A Rust DataFrame implementation, built on Apache Arrow

Overview

Rust DataFrame

A dataframe implementation in Rust, powered by Apache Arrow.

What is a dataframe?

A dataframe is a 2-dimensional tabular data structure that is often used for computations and other data transformations. A dataframe often has columns of the same data type, similar to a SQL table.

Functionality

This project is inspired by Pandas and other dataframe libraries, but specifically currently borrows functions from Apache Spark.

It mainly focuses on computation, and aims to include:

  • Scalar functions
  • Aggregate function
  • Window functions
  • Array functions

As a point of reference, we use Apache Spark Python functions for function parity, and aim to be compatible with Apache Spark functions.

Eager vs Lazy Evaluation

The initial experiments of this project were to see if it's possible to create some form of dataframe. We're happy that this condition is met, however the initial version relied on eager evaluation, which would make it difficult to use in a REPL fashion, and make it slow.

We are mainly focusing on creating a process for lazy evaluation (the current LazyFrame), which involves reading an input's schema, then applying transformations on that schema until a materialising action is required. While still figuring this out, there might not be much progress on the surface, as most of this exercise is happening offline.

The plan is to provide a reasonable API for lazily transforming data, and the ability to apply some optimisations on the computation graph (e.g. predicate pushdown, rearranging computations).

In the future, LazyFrame will probably be renamed to DataFrame, and the current DataFrame with eager evaluation removed/made private.

The ongoing experiments on lazy evaluation are in the master branch, and we would appreciate some help 🙏🏾.

Non-Goals

Although we use Apache Spark as a reference, we do not intend on supporting distributed computation beyond a single machine.

Spark is a convenience to reduce bikeshedding, but we will probably provide a more Rust idiomatic API in future.

Status

A low-level API can already be used for simple tasks that do not require aggregations, joins or sorts. A simpler API is currently not a priority until we have more capabilities to transform data.

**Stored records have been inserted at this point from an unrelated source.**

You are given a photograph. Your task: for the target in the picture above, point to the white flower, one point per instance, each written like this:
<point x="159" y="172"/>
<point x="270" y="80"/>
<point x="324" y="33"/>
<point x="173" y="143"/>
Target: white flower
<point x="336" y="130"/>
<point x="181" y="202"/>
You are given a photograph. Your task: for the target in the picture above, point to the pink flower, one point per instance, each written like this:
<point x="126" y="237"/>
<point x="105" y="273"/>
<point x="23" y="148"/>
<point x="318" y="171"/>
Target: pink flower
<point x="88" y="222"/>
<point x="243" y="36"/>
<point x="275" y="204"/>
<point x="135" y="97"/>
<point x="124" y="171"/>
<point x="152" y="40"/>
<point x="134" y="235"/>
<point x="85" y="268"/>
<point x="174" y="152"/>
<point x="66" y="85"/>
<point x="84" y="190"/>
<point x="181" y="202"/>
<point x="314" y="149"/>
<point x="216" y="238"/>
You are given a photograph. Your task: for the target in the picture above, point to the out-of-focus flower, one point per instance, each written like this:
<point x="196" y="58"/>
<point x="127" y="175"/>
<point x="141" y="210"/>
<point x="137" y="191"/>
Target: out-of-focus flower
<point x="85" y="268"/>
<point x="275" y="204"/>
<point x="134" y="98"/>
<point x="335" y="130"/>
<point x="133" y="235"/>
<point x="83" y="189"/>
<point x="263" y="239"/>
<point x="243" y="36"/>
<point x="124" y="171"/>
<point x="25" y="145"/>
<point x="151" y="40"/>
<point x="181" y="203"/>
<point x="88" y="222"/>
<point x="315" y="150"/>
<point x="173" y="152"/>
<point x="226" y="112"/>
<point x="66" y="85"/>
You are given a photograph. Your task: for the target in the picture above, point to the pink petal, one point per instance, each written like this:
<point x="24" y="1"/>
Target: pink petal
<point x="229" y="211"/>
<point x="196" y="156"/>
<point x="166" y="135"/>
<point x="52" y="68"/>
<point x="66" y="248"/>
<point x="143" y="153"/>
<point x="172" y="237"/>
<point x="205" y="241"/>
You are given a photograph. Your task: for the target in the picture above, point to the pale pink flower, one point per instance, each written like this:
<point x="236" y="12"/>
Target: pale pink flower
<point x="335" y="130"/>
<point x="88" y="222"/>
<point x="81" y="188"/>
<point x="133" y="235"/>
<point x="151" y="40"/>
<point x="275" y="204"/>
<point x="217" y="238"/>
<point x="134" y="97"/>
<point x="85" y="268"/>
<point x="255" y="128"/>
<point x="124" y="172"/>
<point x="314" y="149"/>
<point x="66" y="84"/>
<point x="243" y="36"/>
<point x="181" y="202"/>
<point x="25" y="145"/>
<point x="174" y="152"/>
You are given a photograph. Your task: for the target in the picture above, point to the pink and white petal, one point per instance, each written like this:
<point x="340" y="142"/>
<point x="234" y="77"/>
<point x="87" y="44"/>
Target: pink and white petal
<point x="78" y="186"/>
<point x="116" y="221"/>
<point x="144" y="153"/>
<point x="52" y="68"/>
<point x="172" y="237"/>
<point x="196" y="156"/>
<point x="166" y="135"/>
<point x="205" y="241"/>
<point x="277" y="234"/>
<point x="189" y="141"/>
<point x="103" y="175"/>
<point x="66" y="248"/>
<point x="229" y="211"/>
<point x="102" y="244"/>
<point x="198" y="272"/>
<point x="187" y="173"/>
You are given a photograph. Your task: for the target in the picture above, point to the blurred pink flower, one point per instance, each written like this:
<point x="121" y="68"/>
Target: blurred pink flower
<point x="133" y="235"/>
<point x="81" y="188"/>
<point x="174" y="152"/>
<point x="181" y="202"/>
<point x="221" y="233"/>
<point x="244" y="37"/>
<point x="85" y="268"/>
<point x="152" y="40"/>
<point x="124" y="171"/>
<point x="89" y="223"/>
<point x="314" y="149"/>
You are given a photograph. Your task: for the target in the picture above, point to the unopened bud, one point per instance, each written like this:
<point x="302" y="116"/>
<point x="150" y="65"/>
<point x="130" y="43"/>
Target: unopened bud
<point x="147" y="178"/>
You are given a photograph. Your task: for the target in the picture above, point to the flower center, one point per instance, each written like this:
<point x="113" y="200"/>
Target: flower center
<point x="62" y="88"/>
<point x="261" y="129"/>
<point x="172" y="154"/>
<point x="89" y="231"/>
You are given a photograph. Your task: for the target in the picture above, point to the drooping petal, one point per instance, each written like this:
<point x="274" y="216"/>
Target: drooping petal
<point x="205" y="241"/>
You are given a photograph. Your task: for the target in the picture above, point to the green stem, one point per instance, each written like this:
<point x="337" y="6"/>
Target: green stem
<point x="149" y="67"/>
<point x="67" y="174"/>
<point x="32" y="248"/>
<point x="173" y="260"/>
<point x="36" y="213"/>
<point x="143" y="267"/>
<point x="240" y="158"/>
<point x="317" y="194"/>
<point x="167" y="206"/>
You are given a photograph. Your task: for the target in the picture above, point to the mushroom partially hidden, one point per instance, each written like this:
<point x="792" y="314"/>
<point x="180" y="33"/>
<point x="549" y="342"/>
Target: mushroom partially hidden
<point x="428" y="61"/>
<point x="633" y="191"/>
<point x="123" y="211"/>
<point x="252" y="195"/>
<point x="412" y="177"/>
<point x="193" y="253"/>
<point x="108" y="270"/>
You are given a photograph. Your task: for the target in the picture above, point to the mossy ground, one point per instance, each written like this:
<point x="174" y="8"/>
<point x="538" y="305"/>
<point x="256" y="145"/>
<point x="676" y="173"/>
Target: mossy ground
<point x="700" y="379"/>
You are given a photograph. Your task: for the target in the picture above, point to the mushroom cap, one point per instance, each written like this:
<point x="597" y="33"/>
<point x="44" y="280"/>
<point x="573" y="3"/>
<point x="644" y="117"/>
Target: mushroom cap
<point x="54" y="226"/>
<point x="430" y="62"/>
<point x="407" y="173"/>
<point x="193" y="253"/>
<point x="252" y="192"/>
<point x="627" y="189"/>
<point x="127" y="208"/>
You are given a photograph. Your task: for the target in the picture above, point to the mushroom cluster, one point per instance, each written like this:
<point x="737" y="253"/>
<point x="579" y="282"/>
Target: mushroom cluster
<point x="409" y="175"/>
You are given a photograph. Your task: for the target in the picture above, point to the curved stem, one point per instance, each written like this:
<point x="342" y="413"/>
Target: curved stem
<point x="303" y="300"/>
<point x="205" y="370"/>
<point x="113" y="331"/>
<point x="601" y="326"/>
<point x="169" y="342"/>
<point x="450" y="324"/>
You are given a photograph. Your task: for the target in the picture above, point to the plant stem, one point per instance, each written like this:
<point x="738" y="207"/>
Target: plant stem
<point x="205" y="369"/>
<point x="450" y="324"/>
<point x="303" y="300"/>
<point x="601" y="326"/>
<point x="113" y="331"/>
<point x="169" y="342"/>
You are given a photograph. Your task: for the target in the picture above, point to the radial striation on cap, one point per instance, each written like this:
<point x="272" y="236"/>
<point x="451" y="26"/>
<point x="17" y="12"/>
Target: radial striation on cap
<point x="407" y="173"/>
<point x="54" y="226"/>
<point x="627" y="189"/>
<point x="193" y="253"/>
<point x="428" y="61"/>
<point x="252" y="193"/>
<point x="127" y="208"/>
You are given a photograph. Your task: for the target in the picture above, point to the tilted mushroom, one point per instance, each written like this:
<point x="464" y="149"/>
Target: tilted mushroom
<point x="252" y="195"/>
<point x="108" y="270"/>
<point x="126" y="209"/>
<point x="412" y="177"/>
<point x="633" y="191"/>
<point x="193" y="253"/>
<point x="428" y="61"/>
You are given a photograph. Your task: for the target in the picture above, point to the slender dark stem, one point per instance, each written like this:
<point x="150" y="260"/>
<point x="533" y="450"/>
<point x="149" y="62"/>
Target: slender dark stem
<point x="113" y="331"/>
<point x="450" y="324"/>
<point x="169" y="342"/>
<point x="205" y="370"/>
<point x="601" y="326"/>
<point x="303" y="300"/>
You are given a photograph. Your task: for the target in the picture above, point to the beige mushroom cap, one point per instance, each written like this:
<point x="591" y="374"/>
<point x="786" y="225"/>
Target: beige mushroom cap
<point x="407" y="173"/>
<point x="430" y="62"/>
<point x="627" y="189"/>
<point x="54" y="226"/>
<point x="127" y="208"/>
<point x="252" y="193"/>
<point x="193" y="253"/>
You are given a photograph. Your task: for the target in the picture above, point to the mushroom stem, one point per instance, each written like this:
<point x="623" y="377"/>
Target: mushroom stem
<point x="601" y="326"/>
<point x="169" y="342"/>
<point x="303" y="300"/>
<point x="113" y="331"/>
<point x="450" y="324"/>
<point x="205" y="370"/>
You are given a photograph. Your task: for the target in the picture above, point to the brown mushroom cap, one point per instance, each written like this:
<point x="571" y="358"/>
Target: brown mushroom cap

One good potential immediate use of the library would be copying data from one supported data source to another (e.g. PostgreSQL to Arrow or CSV with minimal transformations).

Roadmap

  • Lazy evaluation (H1 2020)
    • Aggregations
    • Joins
    • Sorting
  • Adding compute fns (H1 2020)
  • Bindings to other languages (H2 2020)

IO

We are working on IO support, with priority for SQL read and write. PostgreSQL IO is supported using the binary protocol, although not all data types are supported (lists, structs, numeric, and a few other non-primitive types)

  • IO Support
    • CSV
      • Read
      • Write
    • JSON
      • Read
      • Write
    • Arrow IPC
      • Read File
      • Write FIle
    • Parquet
      • Read File
      • Write File
    • SQL (part of an effort to create generic DB traits)
      • PostgreSQL (Primitive and temporal types supported, PRs welcome for other types)
        • Read
        • Write
      • MSSQL (using tiberius)
        • Read
        • Write
      • MySQL
        • Read
        • Write

Functionality

  • DataFrame Operations

    • Select single column
    • Select subset of columns, drop columns
    • Add or remove columns
    • Rename columns
    • Create dataframe from record batches (a Vec<RecordBatch> as well as an iterator)
    • Sort dataframes
    • Grouped operations
    • Filter dataframes
    • Join dataframes
  • Scalar Functions

    • Trig functions (sin, cos, tan, asin, asinh, ...) (using the num crate where possible)
    • Basic arithmetic (add, mul, divide, subtract) Implemented from Arrow
    • Date/Time functions
    • String functions
      • [-] Basic string manipulation
      • Regular expressions (leveraging regex)
      • Casting to and from strings (using Arrow compute's cast kernel)
    • Crypto/hash functions (md5, crc32, sha{x}, ...)
    • Other functions (that we haven't classified)
  • Aggregate Functions

    • Sum, max, min
    • Count
    • Statistical aggregations (mean, mode, median, stddev, ...)
  • Window Functions

    • Lead, lag
    • Rank, percent rank
    • Other
  • Array Functions

    • Compatibility with Spark 2.4 functions
    • Compatibility with Spark 3.0 functions

Performance

We plan on providing simple benchmarks in the near future. The current blockers are:

  • IO
    • Text format (CSV)
    • Binary format (Arrow IPC)
    • SQL
  • [-] Lazy operations
  • Aggregation
  • Joins
Comments
  • Fix/gh failing build

    Fix/gh failing build

    Hi @nevi-me , I noticed the GH action was failing to build so I added the component for rustfmt. I then noticed tests failing and #29 so here is the start of integrating Postgres into GH. It is still failing with relation \"arrow_data\" does not exist" though but I figured you would know more about how you want to run setup for these tests.

    opened by jbpratt 11
  • partitioned parquet dataset as data source

    partitioned parquet dataset as data source

    I am interested in working on adding support for loading a partitioned parquet dataset (multiple files) as datasource in a read transformation.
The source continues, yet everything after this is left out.